Rate Limits: RPM=300, TPM=180000 (applies to all phases)
Time Limits:
- Development Phase: 60 minutes maximum (600 tasks from different datasets)
- Final Phase: 120 minutes maximum (600 tasks from different datasets)

Task Parallelism Settings:

Phase	Official Evaluation	With Supported API Key
Development	10 tasks (600 tasks, 60 minutes)	4 tasks (600 tasks, 120 minutes)
Final	5 tasks (600 tasks, 120 minutes)	2 tasks (600 tasks, 240 minutes)

Please make sure your agent can pass the evaluation.
Note: Task parallelism refers to concurrent task handling and is controlled by max_workers in simulator.run_simulation
Note: Please frequently update your github repository to ensure the latest version of your agent and evaluation code.

Submit your solution through the submission button in the top right corner.

Registration must be done using your real name, which must match the name used when claiming any prizes.
Each individual may only join one team per track.

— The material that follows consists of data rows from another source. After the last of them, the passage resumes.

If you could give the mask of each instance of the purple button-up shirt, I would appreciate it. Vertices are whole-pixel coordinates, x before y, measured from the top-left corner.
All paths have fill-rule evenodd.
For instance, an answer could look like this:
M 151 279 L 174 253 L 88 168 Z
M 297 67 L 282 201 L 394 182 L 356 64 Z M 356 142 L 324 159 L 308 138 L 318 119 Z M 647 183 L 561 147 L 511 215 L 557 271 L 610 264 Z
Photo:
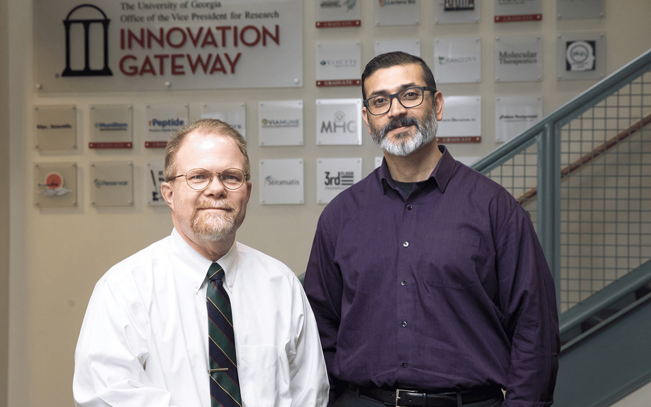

Please carefully SELECT the TRACK you want to submit to.
The content of your submission should be a .py file containing your agent (Only one {your_team}.py file without evaluation code).
Example submissions:
- For Track 1: submission_1
- For Track 2: submission_2
Evaluation Schedule: Agents submitted before 10 AM (UTC+8) each day will be evaluated together. Results will be updated to the leaderboard by 10 PM (UTC+8). You will be notified via email if your agent encounters any errors or timeouts. Thank you for your cooperation.

Public Leaderboard: We will provide a public leaderboard for all teams to monitor and review performance.
Rigorous Review: Submissions will undergo a thorough review to ensure compliance with competition rules and the integrity of results.
Equal Access to Resources: We will ensure all teams have access to sufficient and fair computational resources.